Thanks to the Puny Pundit and Karen at Teach Your Kids To Swim for sharing their water safety stories and facts. I had a close call with my 6 year old just the other day. Thankfully there were others close by that saw her in trouble and were able to get to her before me as I had my hands full with a 3-year-old that was welded to me like a tick. Like you I just turned my back for a second and all I heard was my brother-in-law say, “OK, don’t panic, just bounce.” She was in control enough still to heed the instructions but I thought to myself, ‘what if he hadn’t been there to help? How would I have gotten her when I have this one on my hip?!?!’. She got a little too daring and got herself into a situation that could have been fatal.
No one loves your children as much as you do so no one is going to watch them with the same care – unless maybe it’s grandma (but for us that is not an option since I don’t think either grandma can swim well). Everyone takes for granted the ‘safety in numbers’ principle when we get together in the water, but we can’t rely on that.
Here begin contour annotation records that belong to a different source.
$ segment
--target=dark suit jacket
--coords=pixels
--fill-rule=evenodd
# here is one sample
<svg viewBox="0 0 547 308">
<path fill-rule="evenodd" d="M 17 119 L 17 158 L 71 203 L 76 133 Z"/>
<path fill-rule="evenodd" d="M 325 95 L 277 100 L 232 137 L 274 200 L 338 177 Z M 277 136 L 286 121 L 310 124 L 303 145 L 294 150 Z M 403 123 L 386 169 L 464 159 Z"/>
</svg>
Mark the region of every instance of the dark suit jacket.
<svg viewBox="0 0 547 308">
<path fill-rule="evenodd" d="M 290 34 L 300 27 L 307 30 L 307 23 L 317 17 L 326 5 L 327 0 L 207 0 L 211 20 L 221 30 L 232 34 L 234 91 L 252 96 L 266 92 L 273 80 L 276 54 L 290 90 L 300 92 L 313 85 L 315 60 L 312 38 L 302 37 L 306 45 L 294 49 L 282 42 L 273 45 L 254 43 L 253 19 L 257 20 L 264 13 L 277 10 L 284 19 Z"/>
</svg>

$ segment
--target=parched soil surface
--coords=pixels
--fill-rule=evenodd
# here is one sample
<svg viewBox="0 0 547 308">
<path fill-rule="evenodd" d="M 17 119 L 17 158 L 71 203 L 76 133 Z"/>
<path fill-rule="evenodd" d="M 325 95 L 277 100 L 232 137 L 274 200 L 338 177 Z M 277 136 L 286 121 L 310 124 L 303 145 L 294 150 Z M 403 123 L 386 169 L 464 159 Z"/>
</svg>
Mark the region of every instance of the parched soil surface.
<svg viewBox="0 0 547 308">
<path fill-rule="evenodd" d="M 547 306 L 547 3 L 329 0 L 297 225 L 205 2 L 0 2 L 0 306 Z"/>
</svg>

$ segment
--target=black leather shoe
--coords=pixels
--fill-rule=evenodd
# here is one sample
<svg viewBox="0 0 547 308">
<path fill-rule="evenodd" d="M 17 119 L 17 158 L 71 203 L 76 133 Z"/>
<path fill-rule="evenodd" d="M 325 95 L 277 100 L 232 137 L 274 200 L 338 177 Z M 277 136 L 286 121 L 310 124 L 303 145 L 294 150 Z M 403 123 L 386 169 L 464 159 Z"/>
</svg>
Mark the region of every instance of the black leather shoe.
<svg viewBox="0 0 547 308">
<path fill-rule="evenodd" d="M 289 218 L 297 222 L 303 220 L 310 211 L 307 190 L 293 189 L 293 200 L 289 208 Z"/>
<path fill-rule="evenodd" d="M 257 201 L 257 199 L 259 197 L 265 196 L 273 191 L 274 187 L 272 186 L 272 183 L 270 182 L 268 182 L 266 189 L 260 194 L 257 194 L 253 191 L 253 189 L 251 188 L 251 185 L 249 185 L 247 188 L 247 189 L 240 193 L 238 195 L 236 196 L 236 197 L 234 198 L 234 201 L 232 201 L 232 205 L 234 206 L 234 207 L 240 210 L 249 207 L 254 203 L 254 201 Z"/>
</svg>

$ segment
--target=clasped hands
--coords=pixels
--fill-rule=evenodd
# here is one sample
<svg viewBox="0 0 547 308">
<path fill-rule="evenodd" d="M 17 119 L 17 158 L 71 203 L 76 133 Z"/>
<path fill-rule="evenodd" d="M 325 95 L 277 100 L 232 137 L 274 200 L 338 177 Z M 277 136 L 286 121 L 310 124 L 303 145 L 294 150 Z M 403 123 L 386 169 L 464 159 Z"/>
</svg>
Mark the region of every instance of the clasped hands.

I need to be more proactive making sure one of us is riveted to each child. Granted that makes us poor party guests, but I’d rather be boring and out of the loop than risk losing my baby. Like Karen I need to teach my child how to swim. We don’t have access to a pool at home, but we do have family members who have them. I need to make sure that Daddy is on the same page and willing to put himself out either being in the water or babysitting while I’m with the other child in the water (I’d prefer he come along because it’s not fair to the one that can’t have my full attention).
Learning to swim has been a skill that though I’ve used it scarcely in the last 15 years or so has been a life-saving and enjoyable skill. When I was 15 my family went on a trip to the Pacific coast of Mexico to a secluded and rather undiscovered resort town called Las Bahias de Huatulco. It made the trip quiet, laid back and much more enjoyable than Acapulco. One day we took a boat trip to one of the more secluded bays and spent the afternoon there. I had no desire to go snorkeling and neither did my brother (because he was still afraid of the water and not a strong swimmer) so we stayed on the beach while my Dad took off alone to a nearby bay and my mom and aunt went on a guided snorkel tour that lead to an underwater little pocket beneath some rocks. I had swum in the waves earlier and was rather tired so I just sat down to relax. I told my brother that he was not to even think about getting into the water without his life jacket. The last thing I wanted to do that day was watch my brother drown. Well, not thirty minutes after my parents took off he decided to wade into the water to look for shells – without his life jacket. I went to get a drink fully expecting him to be back or on his way back from the water when I returned and to my horror I saw his head bob below the waves. I ran as hard and as fast as I could and swam out to get him. When I reached him I realized I couldn’t touch bottom anymore and in my panic even I got a mouthful of seawater. I reached out and grabbed under his arms and swam backwards with him in my grasp till I could touch bottom again. I was angry, terrified and relieved that I got to him in time. Of all the times we fought as kids I think that was probably the worst chewing out he ever got from me for not having worn his life jacket after I figured out he was OK. He responded, “I didn’t think I’d gone out that far and a wave knocked me off my feet.” Needless to say that lifejacket did not leave his body the rest of the afternoon.
That day I learned how important it is to have a healthy respect for the power of water and how essential it is to learn how to swim whatever your age. The sooner the better though.